Jonathan pasó junto a la garita sin frenar, la barrera alcanzó el límite de altura en cuanto pasamos bajo ella y se cerró con la misma rapidez. Me revolví un poco y miré en el bolso de mano para comprobar que había metido mis amuletos, palpé el peso de la pistola de hechizos y me toqué el pelo. Trent volvía a mirar por la ventanilla, perdido en su propio mundo, que no tenía nada que ver conmigo.

—Oye, siento lo del ventanal —dije, aquel silencio no me hacía graci\1.

—Te mandaré la factura si no se puede arreglar. —Se volvió hacia mí—. Estás muy guapa.

—Gracias. —Recorrí con los ojos el traje de lana forrado de seda del elfo. No llevaba abrigo y la americana estaba hecha a medida para realzar cada centímetro de su cuerpo. Llevaba una flor, un diminuto capullo negro de rosa y me pregunté si lo habría cultivado él mismo—. Tú tampoco estás mal cuando te arreglas.

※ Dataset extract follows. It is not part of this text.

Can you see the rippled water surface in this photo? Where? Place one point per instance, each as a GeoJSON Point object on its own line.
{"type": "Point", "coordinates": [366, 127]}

Me dedicó una de sus sonrisas profesionales pero había un destello distinto en ella y se me ocurrió que quizá tuviera un matiz real de calidez.

—El vestido es precioso —añadí, me preguntaba cómo iba a sobrevivir a aquella noche sin recurrir a la típica charla sobre el tiempo. Me incliné para colocarme bien las medias.

—Lo que me recuerda una cosa. —Trent se giró para meterse una mano en el bolsillo—. Esto va con él. —Extendió la mano y dejó caer un par de pesados pendientes en la palma de mi mano—. También hay un collar.